Die Couch habe ich aufgegeben. Die Sorge um mein Laptop verdränge ich. Dass überall abgelegte Dinge wie Pilze aus dem Boden sprießen, versuche ich wie ein Naturereignis durchzustehen. Schaue ich ins Kinderzimmer, fühle ich mich wie in der Leitstelle eines Antiterror-Kommandos. Fokussierte Kommandeure starren auf Bildschirme und dirigieren ihre Truppen per Maus und Headset – stundenlang. Drumherum türmen sich angebissene Rationen: Müsli, Chips und jede Menge Getränkeflaschen. Ich stehe vor der Grenzlinie zweier Welten. Hier ist mein erwachsener Alltag, dort gärt ein Kampf der Hormone, streiten Unsicherheiten und gnadenlose Selbstzufriedenheit in einer Fluchtburg aus Videoapps, Chats und Gaming. Pubertät eben.
Höhen und Tiefen
Die Große ist aus dem Haus, verheiratet und jetzt ein Sammelpunkt für meine Gedanken. Sie hat das alles auch überstanden, oft himmelhoch jauchzend und bisweilen zu Tode betrübt. Sicher, in der Rückschau verblassen die schlimmsten Dramen zu harmlosen Anekdoten. Es gab Halbverhungern aus Liebeskummer, krasse Outfitwechsel im Monatstakt und eine morbide Hingabe zu Bands und Künstlern mit abgründiger Weltsicht. Unterbrochen von Heulattacken wie aus dem Nichts oder plötzlichem Verschwinden nach irgendwo. Aber nervig ist es trotzdem, ständig hinterher sein zu müssen, dauernd auf etwas zu pochen und immer wieder nicht aus der Haut zu fahren.

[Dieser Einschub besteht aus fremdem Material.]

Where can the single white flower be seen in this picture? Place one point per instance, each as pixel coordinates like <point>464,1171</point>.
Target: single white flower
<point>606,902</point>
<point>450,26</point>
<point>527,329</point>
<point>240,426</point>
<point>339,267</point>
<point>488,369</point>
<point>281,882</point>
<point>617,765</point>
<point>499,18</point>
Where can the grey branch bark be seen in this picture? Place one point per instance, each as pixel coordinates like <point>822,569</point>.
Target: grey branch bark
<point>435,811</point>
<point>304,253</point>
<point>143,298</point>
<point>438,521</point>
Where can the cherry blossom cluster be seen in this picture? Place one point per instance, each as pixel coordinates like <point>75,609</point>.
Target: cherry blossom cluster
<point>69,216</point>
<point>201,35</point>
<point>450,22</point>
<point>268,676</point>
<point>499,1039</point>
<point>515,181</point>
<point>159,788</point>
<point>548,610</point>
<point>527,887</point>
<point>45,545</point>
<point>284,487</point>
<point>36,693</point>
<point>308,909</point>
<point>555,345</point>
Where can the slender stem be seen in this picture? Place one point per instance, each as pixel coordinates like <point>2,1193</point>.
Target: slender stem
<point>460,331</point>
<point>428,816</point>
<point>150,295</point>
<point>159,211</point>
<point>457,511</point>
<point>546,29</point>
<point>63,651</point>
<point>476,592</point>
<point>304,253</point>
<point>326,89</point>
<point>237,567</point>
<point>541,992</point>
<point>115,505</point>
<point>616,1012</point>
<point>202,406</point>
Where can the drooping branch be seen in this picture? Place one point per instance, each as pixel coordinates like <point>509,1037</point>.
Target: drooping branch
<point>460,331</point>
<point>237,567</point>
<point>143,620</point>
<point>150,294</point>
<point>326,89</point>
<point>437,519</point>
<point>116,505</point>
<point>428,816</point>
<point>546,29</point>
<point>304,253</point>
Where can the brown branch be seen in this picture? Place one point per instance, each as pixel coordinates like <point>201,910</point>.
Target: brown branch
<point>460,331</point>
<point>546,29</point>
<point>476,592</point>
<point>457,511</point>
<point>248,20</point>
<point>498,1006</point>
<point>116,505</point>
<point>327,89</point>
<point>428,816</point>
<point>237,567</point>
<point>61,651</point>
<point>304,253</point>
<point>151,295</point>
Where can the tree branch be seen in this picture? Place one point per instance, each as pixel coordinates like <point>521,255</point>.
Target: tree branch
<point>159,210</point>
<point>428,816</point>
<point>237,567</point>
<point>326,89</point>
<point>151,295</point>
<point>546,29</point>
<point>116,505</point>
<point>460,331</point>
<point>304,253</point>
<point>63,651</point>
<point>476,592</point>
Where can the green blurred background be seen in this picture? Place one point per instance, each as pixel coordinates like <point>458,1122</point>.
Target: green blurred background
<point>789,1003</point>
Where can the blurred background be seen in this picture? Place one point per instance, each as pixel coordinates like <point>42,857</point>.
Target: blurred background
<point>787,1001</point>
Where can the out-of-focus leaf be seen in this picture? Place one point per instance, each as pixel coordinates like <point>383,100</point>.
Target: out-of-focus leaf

Vorbild zu sein und Dinge, die gemacht werden müssen, zu erledigen, eigene Bedürfnisse zu haben, das ist das Eine. Die ewige Antwort „Mir doch egal“, ist die andere Seite meines täglichen Dilemmas. Ich weiß, dass alles, was wir als Erwachsene vorleben, (trotz permanenter Opposition!) Spuren hinterlässt, Verhalten prägt und hoffentlich auch ein paar gute Früchte trägt. Aber garantiert ist gar nichts. Schon gar nicht, dass sofort etwas aufgeräumt wird oder Schulnoten selbstverständlich im Ranking höher stehen als Highscores oder Like-Klicks.
Wir waren doch genauso!
„Du warst genauso,“ höre ich von meiner Mutter jedes Mal, wenn sie ein Update der Ereignisse bekommt. Nicht mehr und nicht weniger. Sie versucht weder abzuwiegeln noch unsere Konflikte von damals aufzurühren, sondern sie stellt einfach nur fest. Zum Glück belässt sie es dabei, denn an vieles will ich mich nicht mehr erinnern: Schulstoff, der mich nicht interessiert hat, riskante Stunts halbstarker Abenteurer oder meine ständigen Verstöße gegen alle Grundsätze familiären Zusammenlebens. Die „Strafe“ für alle Freiheiten der Pubertät ist, so denke ich manchmal, dass wir uns als Erwachsene ihrer Unvernunft, ihrem Übermut und der ausgelebten, zweifelhaften Euphorie peinlich bewusst sind.
Pubertät bedeutet: durchhalten!
Und ich bin überzeugt, je mehr wir uns selbst mit unserem pubertären Ich versöhnen, desto einfacher überstehen wir die kritische Zeit unserer Kinder mit Pickelcreme, Verschlossenheit und Rebellion gegen einfach alles. Auch ich war so. Und ich habe es überlebt – so wie meine Eltern. Etwas mehr Entspannung bitte nach innen, rede ich mir gut zu, und trotzdem nicht allzu locker lassen beim Kampf gegen das tägliche Chaos. Darauf eine Tafel Schokolade! Und die Verpackung räume ich vielleicht morgen weg.